A-Frame Carport Details
Often referred to as the “boxed eave carport”, the A-Frame carport has the same build structure to a traditional house. Unlike the regular style, A-Frame style carports can have a horizontal roof or a vertical roof. The horizontal roof option is the least costly out of the two and utilizes the roof panels for stability. Find out more on why an A-Frame carport with a horizontal roof is for you! Give us a call!
About The A-Frame Horizontal Roof Carport
A-Frame carports are available in 2 metal gauges: 14 & 12. 14 gauge is the default metal gauge for carports, but customers can upgrade to a 12 gauge metal carport. We recommend customers to upgrade to a 12 gauge if they live in a severe weather area or if they just want the best of the best. 12 gauge carports also get a 20 year rust warranty. Do you need a stronger building? We can add extra braces, bows, and anchors. We can also make sure your building is certified. This ensures that you’ll meet building codes and regulations. It also makes for a stronger building overall.
SiRam Metal Buildings also stands behind carports to meet wind and snow load requirements almost anywhere. When a carport is certified, extra braces, anchors, and frame bows are added. It also requires stronger anchors. Certified carports will withstand wind loads of over 90 miles per hour and snow loads starting at 20 and up to 90 pounds per square feet. Whether you decide to get a certified carport or not, you can rest assure that your purchase of our Leading Metal Carports in Arkansas will satisfy all of your needs.
SiRam Metal Buildings also offers many options for your A-Frame carport including gabled ends, extra panels, extra braces, extra bows and legs. Mobile home anchors are popular with customers because of the added strength they give their carport. Also, don’t forget about our certification option. Talk to one of our team members to learn more.
A steel panel, usually installed horizontally, with the same curve as the bow of the building. They can be installed on either end of the building, and they extend from the top of the legs up. Gable ends can be installed vertically at an additional cost.
When determining the clearance of an A-frame horizontal building, you will start with your leg height. The roof has a standard pitch of 3/12. That means that for every 12 feet of width, the roof will rise 3 feet. To make math easier, that is the same as a ¼ pitch. For every 4 feet over, go up one foot. From the top of the legs to the point at which the roof begins to slope is about six inches on the A-frame carports. Let’s look at an 18 foot wide A-frame carport with a leg height of 6 feet. You will calculate the clearance with the following formula. First, take the leg height of 6 feet and add the 6 inches to the roof where it starts to slope. Now you’re at 6 feet, 6 inches. Next, you will move toward the peak (or center of the building). Count 4 feet in, then move up 1 foot. This brings you 4 feet inward. You have a clearance of 7 feet, 6 inches. Do this until you reach the peak of the building. In this case, it is 9 feet from a leg to the peak. That means the rise will be 2 feet, 4 inches, plus the original 6 inches from the leg, plus the leg height. In total, the peak will have a clearance of about 8 feet, 10 inches. However, you must take the top brace into account, which will lower your peak by a few inches.

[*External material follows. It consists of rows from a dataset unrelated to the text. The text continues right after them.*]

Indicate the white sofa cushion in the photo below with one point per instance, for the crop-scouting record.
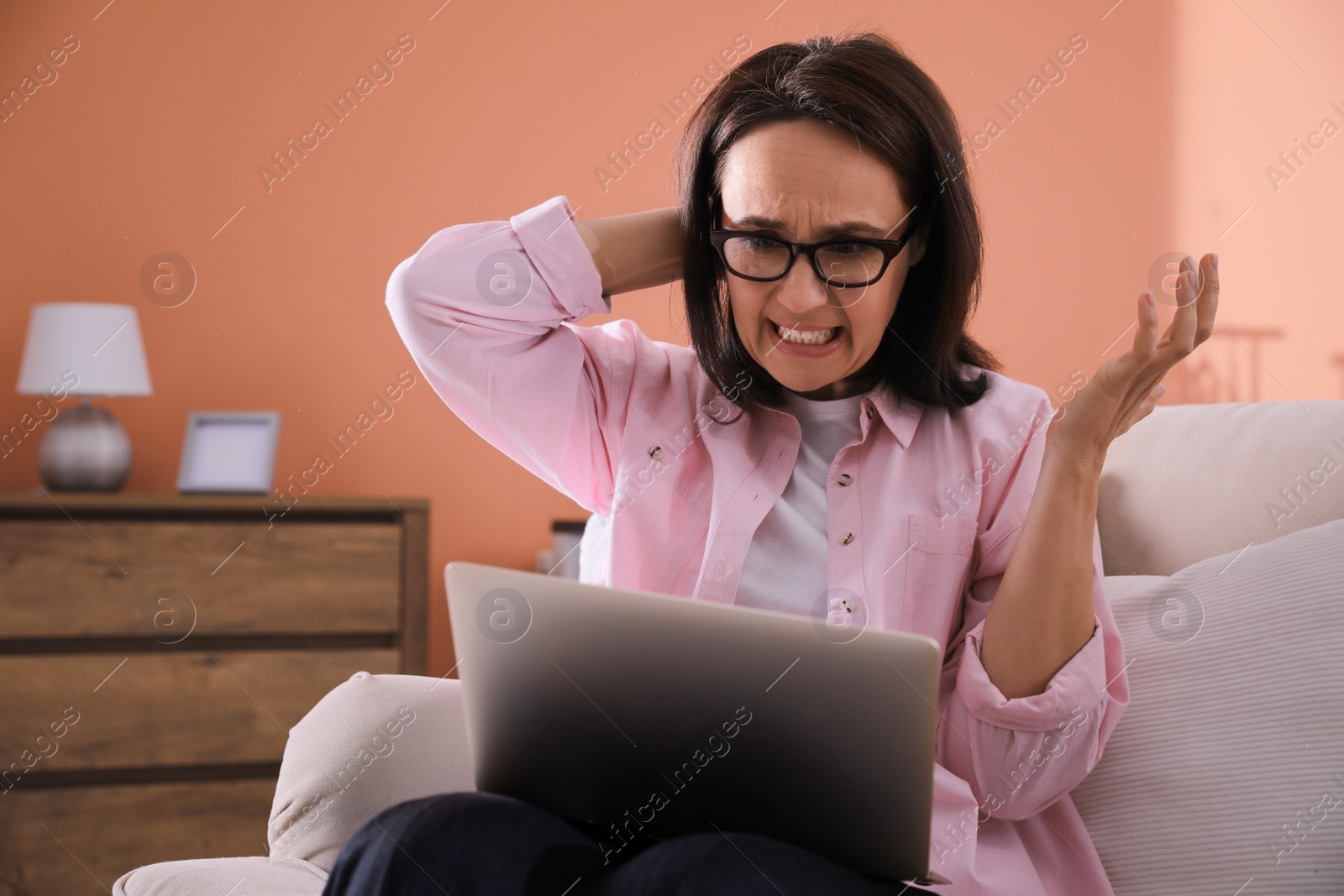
(369, 745)
(250, 876)
(1193, 481)
(1227, 768)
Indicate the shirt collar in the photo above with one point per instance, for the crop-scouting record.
(900, 416)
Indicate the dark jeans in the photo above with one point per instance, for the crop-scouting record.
(474, 842)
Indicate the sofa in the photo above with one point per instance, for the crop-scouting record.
(1223, 543)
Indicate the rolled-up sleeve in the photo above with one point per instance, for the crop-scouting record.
(1021, 755)
(487, 312)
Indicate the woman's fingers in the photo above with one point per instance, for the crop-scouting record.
(1196, 305)
(1146, 338)
(1207, 298)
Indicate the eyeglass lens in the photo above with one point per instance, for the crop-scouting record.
(842, 262)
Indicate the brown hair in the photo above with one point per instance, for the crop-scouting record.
(870, 89)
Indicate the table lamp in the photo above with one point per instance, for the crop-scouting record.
(84, 348)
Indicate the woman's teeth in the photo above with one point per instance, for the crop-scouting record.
(806, 338)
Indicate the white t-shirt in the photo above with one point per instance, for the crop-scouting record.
(786, 564)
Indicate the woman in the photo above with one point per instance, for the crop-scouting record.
(835, 438)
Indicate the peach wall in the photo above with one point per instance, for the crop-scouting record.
(152, 136)
(1258, 80)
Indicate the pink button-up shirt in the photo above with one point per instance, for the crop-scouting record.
(679, 479)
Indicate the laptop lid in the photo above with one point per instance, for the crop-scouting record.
(656, 714)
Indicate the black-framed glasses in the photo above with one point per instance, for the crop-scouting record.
(844, 264)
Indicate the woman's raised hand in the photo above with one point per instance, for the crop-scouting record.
(1126, 389)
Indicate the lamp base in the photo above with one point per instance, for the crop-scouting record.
(85, 450)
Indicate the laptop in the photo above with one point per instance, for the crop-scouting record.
(647, 714)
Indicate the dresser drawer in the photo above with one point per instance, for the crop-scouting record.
(165, 578)
(77, 841)
(170, 708)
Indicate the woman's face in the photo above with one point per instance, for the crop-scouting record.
(808, 181)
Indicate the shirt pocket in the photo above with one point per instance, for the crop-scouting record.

We offer installation whether it is on ground or cement. When a carport is being installed on cement, it will come with cement anchor bolts. These are pounded into a drilled hole and then bolted to the base rail of the carport. When a carport is being installed on the ground, it is the responsibility of the customer to level the ground and contact the ‘call before you dig’ people. Carports on the ground are installed with the standard pin anchors. The pin anchors are classified as temporary. It’s recommended that buyers upgrade to stronger anchors if wind or snow conditions are a threat. The pin anchor is a 3-foot rebar anchor with a nail head top. The anchor is pounded into the ground through the base rail of the carport.